The bank also said that its statutory net profit was around $2.5 billion for the quarter.
Income
CBA reported that its operating income increased by 3%, driven by lending and deposit volume growth, higher non-interest and 1.5 additional days in the quarter.
The bank reported that its business lending grew by 10.5%, household deposits increased by 9.5% and home lending rose by 6.1%. Compared to the overall banking system, its business lending grew at the same speed, household deposits rose at 1.2x and home lending increased at 1.1x.
Pleasingly, CBA said that retail transaction accounts increased by more than 175,000 in the quarter, primarily driven by new-to-bank account openings. CBA channels represented 68% of new CBA home loans.
While lending growth was solid, the bank reported that its headline net interest margin (NIM) – how much profit the bank makes on its lending – reduced because of the “mix effects of strong growth in lower yielding assets and institutional repos”.
Expenses
CBA reported that its operating expenses grew by 4%, excluding restructuring and notable items. This increase was due to wage and IT vendor inflation, as well as the additional 1.5 additional days in the quarter.
But, that expense growth was partially offset by seasonally lower IT vendor spending and the benefits of ongoing productivity initiatives.
The bank also reported a loan impairment expense of $220 million, with loan provisions broadly flat.

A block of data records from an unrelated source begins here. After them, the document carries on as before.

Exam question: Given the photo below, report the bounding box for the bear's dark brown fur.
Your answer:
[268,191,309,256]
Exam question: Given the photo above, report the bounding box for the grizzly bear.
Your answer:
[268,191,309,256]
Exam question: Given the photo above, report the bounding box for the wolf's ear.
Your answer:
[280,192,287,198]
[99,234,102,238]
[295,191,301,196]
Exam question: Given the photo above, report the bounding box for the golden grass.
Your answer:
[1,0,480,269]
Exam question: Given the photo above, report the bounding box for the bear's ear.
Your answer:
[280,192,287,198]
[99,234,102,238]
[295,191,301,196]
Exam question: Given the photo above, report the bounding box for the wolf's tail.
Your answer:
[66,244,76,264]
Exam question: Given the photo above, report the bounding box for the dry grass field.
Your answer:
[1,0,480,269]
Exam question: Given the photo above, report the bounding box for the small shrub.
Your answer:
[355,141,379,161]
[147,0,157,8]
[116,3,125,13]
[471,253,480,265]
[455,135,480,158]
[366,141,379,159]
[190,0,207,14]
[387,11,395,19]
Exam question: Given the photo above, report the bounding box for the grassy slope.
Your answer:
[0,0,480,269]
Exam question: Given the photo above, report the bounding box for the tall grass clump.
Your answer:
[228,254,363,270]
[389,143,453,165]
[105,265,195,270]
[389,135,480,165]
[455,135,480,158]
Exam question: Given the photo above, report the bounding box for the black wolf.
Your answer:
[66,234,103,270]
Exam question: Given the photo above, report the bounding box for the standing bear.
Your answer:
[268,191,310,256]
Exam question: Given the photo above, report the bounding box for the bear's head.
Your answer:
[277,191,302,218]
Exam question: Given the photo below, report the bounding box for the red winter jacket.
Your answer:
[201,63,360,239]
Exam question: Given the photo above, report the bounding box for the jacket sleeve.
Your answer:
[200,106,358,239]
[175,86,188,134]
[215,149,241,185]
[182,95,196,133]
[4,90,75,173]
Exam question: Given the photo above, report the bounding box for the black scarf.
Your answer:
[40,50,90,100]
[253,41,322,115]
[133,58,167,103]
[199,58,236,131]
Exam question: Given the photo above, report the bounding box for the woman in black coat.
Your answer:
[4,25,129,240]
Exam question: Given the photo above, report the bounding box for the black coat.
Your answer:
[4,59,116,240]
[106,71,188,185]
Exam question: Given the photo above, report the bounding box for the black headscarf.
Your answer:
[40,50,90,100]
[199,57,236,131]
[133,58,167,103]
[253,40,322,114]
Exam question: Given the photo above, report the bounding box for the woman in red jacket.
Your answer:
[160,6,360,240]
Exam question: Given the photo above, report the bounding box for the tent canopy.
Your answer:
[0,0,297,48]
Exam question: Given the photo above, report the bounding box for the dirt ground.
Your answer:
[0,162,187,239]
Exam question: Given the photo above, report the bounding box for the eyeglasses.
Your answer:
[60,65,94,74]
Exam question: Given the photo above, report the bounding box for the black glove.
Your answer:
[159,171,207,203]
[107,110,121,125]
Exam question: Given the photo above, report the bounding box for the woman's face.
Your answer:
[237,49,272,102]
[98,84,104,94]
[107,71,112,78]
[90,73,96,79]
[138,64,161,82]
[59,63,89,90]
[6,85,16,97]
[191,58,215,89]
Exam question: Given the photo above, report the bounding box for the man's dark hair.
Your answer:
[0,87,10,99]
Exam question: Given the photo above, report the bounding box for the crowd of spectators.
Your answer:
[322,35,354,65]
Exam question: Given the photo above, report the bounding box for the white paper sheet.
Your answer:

CBA said portfolio credit quality has remained sound with lower consumer arrears across personal loans, credit cards and home loans.
Its percentage of troublesome and non-performing loans dropped to 0.94%, down from 0.97% at June 2025 and 1.07% at September 2024. Lower interest rates and inflation are helping here.
Outlook for the CBA share price
CBA said it’s closely watching the increased competitive intensity of the sector and what implications this may have for the financial system.
It noted that economic growth is recovering and disposable income is rising for many households.
CBA is part of the banking sector, so what happens in the wider economy will affect the biggest bank too – it isn’t insulated, as conservatively positioned as it is.
It’s good to see the bank is growing a little faster than the overall market because that means it’s capturing market share, thanks to its ability to deliver home loans through its own systems rather than relying on brokers.
I wouldn’t call the CBA share price a good buy today because it’s trading at a high multiple for very little earnings growth. But, I’d be happy enough if I were a long-term shareholder.
Instead, I’d want to look at other ASX bank shares.